Practical reading tips
- Compare apples to apples — same probe gap, same load condition, same temperature.
- Demand pilot data on your feed — rather than relying on generic curves, ask the vendor to test a representative sample.
- Check the auxiliary specs — duty cycle for electromagnets, demagnetization curve for permanent magnets, water flow and matrix details for WHIMS.
- Match field to mineralogy — a 2 T claim is wasted if your ore is ferromagnetic; a 0.3 T spec misses everything paramagnetic.
How BAS documents field performance
BAS spec sheets and pilot reports include: pole-face peak value, field at stated air gap (typically 50 mm and 100 mm), gradient curve through the working volume, recommended burden depth and belt speed, and grade-recovery results from BAS solution center tests on the customer sample.

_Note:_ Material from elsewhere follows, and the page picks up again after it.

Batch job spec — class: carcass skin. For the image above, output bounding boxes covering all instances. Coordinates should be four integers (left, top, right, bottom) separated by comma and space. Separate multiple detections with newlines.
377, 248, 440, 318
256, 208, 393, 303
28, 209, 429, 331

Compare equivalent BAS high-intensity wet electromagnetic separators and dry magnetic drum separators using these consistent figures.
Frequently Asked Questions
Is more Gauss always better?
No. Above the field strength your mineral actually needs, additional Gauss adds capex and energy without lifting recovery. For magnetite, 0.2 T is plenty; for hematite, 1.0–1.5 T is right; for industrial mineral deironing, 1.5–1.8 T is typical. Past those, you are paying for marketing.
How do I convert Gauss to Tesla?
Divide Gauss by 10,000. So 5,000 G = 0.5 T. To go the other way, multiply Tesla by 10,000. 1.2 T = 12,000 G.
Why do older catalogs use Gauss instead of Tesla?
Gauss is a CGS unit historically used in engineering literature, especially in the US. Tesla is the SI unit and is more common in modern, international catalogs and academic work. Many catalogs report both for clarity.
What is the difference between magnetic field and magnetic flux density?
In casual industrial use the terms are used interchangeably. Strictly, magnetic field strength (H) is measured in A/m and magnetic flux density (B) is measured in Tesla. Separator performance is driven by B, so spec sheets quote Tesla or Gauss.
Does a higher Tesla rating mean lower throughput?
Often yes, but indirectly. Higher-field machines typically use smaller working zones (matrix slots, narrow gaps) for selectivity, which limits throughput per machine. In practice, plants stage multiple high-field machines in parallel to hit total capacity.